During white rule, the wind-whipped 5-square-kilometer (2-square-mile) spit of land in the cold, gray Atlantic became a silent rebuke to the graceful city of Cape Town with its striking Dutch-inspired architecture and majestic backdrop of Table Mountain, and a source of pride to the city’s surrounding blacks-only slums.
Life as a prisoner was hard on the island. The diet was meager and inmates were allowed only two letters a year. News from outside would come sporadically — from occasional smuggled newspapers, or from visitors including Winnie, Mandela’s then-wife, on her two permitted visits a year.
Mandela’s 12 years in the quarry caused eye and lung problems that troubled him for the rest of his life, and by the time he emerged from prison, he had forgotten some of the simplest daily routines. Because shoelaces were banned in the jail, he did not remember how to tie them.
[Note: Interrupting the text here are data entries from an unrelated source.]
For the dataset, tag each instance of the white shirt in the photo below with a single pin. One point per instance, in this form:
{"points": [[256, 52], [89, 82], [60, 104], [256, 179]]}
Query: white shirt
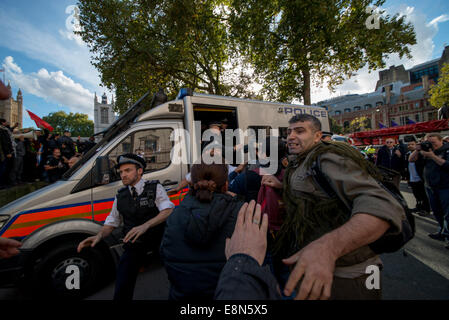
{"points": [[162, 202], [230, 170], [414, 176]]}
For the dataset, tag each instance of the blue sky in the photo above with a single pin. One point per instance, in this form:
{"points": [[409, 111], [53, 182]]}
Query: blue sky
{"points": [[52, 67]]}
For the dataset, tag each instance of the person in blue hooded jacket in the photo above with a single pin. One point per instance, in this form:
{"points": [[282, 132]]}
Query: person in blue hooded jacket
{"points": [[193, 245]]}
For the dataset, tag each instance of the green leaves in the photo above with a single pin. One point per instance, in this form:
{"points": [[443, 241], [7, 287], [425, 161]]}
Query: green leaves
{"points": [[293, 43], [226, 46], [439, 93]]}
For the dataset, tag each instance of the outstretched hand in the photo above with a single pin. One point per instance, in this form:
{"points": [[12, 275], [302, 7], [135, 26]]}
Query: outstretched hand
{"points": [[250, 235]]}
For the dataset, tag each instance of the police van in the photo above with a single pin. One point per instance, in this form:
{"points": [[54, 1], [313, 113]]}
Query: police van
{"points": [[51, 221]]}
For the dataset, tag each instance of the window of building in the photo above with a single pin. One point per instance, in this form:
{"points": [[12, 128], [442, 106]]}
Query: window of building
{"points": [[153, 145], [104, 119]]}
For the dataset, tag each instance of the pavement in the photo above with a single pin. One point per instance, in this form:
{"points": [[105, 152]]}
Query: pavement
{"points": [[420, 271]]}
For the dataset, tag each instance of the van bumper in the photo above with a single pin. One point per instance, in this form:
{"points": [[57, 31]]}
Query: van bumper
{"points": [[12, 269]]}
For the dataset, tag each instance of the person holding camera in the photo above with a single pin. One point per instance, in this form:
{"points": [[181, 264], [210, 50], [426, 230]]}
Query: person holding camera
{"points": [[436, 178], [390, 157]]}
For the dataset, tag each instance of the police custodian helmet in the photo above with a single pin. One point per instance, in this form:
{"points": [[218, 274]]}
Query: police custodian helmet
{"points": [[130, 158]]}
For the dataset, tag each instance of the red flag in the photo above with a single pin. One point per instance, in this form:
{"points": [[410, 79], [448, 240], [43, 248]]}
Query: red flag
{"points": [[39, 122]]}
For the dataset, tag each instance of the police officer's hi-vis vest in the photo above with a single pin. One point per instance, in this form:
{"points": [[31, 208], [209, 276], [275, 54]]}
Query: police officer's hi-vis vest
{"points": [[137, 212]]}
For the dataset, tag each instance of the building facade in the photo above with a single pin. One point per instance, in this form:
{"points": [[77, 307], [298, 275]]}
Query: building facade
{"points": [[12, 109], [104, 114], [400, 97]]}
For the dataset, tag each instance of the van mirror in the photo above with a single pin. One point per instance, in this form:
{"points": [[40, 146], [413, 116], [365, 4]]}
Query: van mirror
{"points": [[102, 171]]}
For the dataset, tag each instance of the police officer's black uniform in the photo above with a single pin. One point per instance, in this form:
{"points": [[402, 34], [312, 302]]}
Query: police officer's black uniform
{"points": [[135, 210]]}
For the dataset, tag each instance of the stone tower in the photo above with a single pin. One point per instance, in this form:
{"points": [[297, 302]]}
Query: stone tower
{"points": [[12, 110], [103, 113]]}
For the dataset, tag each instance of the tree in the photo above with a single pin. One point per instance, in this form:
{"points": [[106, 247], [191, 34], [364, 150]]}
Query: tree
{"points": [[77, 123], [143, 45], [335, 127], [359, 124], [439, 93], [294, 43]]}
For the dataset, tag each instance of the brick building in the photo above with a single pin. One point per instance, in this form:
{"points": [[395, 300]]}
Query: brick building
{"points": [[400, 97]]}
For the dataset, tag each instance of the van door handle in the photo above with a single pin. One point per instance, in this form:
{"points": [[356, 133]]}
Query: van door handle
{"points": [[169, 183]]}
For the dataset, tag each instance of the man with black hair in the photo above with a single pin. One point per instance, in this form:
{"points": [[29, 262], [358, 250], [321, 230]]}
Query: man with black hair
{"points": [[54, 166], [143, 206], [331, 235]]}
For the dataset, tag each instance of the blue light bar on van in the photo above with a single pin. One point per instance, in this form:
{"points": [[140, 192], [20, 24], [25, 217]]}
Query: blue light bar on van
{"points": [[184, 92]]}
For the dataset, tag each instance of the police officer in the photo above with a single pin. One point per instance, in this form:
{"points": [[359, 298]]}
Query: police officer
{"points": [[144, 206]]}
Robben Island also left a lasting mark by throwing together and uniting a black leadership.
The jailers who hoped to break the spirit of the anti-apartheid movement didn’t count on the discipline, ingenuity and optimism of the jailed. In the end, it was white rulers who ended up cut off. Subjected to international sanctions and boycotts, they concluded apartheid was unsustainable and reached out to Mandela to negotiate an exit.
Mandela was already prominent when the so-called Rivonia trial ended in 1964 with a life sentence for him and seven co-defendants found guilty of sabotage. He was a dashing figure — tall, handsome, with a trial lawyer’s flair for rhetoric and a royal pedigree and bearing. Fellow Rivonia defendants recognized his propaganda potential, encouraging him to write what would become the basis of his memoir, “Long Walk to Freedom,” during his time at Robben Island.
Prison authorities would not have allowed such a project, so Mandela wrote at night in secret in his concrete-floored, two-square-meter (yard) cell. Other inmates helped hide the manuscript and then smuggle it from the island.
Robben Island has loomed large in the life of Christo Brand, who went to the prison in 1978 to work as a jailer. “I was 18 years old and Mandela was 60,” said Brand.
Gradually a bond developed, so that Brand would smuggle in items that Mandela wanted — whole wheat bread and hair cream. Brand even sneaked in a baby so that Mandela could see his granddaughter Zoleka, now aged 33.
When Mandela became president in 1994, he remembered his guard and invited Brand to visit him at his offices.
Now Brand runs the Robben Island gift shop.
“The legacy of Mandela is here on Robben Island,” said Brand. “This prison has been turned into a place where people come and learn about how we can all get along. Mandela got what he was fighting for and he created a place where we can all live in harmony.”